ONE-DAYERS AT A TIME
Morgan plays safe over World Cup role
EOIN MORGAN fired the starting gun on England’s World Cup title defence in India next year – but offered no guarantees he will be around to lead them into it.
The England captain has become used to questions about his future
given his intermittent struggles with the bat and more general ones with his body.
Yet speaking ahead of the first of three ODIs against Netherlands
– the first in the format for 11 months – he maintained he feels fit right now and intends to play here in all three games.
The caveat, added from painful experience as ever, was he was taking it on a “match-to-match basis”.

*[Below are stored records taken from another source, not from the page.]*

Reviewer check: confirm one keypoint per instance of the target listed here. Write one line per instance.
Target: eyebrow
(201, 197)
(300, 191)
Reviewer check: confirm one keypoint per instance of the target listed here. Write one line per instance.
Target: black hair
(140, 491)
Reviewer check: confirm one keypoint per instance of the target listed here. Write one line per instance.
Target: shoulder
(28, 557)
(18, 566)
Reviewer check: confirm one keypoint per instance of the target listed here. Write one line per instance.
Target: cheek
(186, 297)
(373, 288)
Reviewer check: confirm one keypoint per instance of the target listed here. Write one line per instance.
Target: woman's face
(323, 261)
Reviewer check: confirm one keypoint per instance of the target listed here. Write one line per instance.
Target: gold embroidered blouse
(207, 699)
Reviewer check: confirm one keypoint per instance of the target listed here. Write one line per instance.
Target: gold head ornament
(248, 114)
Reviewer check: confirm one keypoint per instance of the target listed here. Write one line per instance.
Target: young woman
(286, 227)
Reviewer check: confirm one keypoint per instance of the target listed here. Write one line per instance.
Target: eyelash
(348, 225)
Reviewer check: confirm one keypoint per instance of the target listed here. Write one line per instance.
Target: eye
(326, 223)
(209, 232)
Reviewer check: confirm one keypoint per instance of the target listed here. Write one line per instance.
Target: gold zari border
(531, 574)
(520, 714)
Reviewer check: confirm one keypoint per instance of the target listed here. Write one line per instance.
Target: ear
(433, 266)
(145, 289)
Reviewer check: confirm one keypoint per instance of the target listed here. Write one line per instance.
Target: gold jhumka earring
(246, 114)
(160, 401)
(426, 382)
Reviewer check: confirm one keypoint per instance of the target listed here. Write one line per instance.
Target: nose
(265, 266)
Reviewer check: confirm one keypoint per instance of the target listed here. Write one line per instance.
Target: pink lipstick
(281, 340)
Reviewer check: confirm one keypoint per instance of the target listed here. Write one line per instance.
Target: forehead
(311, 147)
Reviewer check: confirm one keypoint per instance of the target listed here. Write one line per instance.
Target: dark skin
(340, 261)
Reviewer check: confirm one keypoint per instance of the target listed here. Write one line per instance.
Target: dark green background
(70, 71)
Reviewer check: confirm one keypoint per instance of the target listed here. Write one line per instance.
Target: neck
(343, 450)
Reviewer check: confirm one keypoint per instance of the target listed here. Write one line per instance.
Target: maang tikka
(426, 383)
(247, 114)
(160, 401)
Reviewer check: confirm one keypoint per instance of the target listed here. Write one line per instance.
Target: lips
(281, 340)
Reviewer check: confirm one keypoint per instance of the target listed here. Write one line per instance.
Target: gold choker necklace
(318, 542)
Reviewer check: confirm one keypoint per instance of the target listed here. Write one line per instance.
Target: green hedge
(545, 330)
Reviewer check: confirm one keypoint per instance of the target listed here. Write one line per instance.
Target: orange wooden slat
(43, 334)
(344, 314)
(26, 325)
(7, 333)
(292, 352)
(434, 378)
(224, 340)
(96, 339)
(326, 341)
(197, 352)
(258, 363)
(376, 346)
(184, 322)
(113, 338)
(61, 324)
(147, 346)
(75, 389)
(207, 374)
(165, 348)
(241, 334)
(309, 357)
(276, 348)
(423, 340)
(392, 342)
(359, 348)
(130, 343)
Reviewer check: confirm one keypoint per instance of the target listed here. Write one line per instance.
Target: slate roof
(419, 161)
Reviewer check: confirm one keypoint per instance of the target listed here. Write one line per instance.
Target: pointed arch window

Asked about England’s World Cup title defence in 16 months, Morgan, 35, urged realism.
“That is a long way away. I need to get to the T20 one first,” he said of the
competition in Australia in just under four months.
“I’m going to take it as it comes, managing my contribution, my body.
“I will ask, am I still contributing on and off the field, within the team, and I will be as honest as I am with everybody since I started the captaincy.
“At the moment I still feel like I contribute, still feel like I can contribute to a World Cup win but I genuinely have the best interests of the team at heart and it has always been that way.”
If England feel in transition and missing some big guns like Jonny Bairstow and Ben Stokes in the first match for coach Matthew Mott (inset),
pity their hosts.
Netherlands are effectively taking on the World Cup champions with one hand tied behind their back.
Their semi-professional status means five of their top players – Roelof van der Merwe, Colin Ackermann, Timm van der Gugten, Paul van Meekeren and Fred Klaassen – are all on county duty.
It will make for a potentially difficult few days for them here.
Netherlands may have bloodied England’s noses twice before in their two T20 encounters but they have yet to land a blow in their three previous ODIs.
Skipper Pieter Seelaar insisted it was about trying to prolong shock tactics, which will be no easy task.
“A third win over England would be fantastic and something we’re looking for, but we’ve just got to try to be competitive over the three games,” he said.
The likelihood of them containing England’s powerful hitters at a ground where Sri Lanka plundered the short straight boundaries for 443-9 in 2006 seem unlikely.
Three-nil looks the minimum requirement if England are serious about a World Cup defence.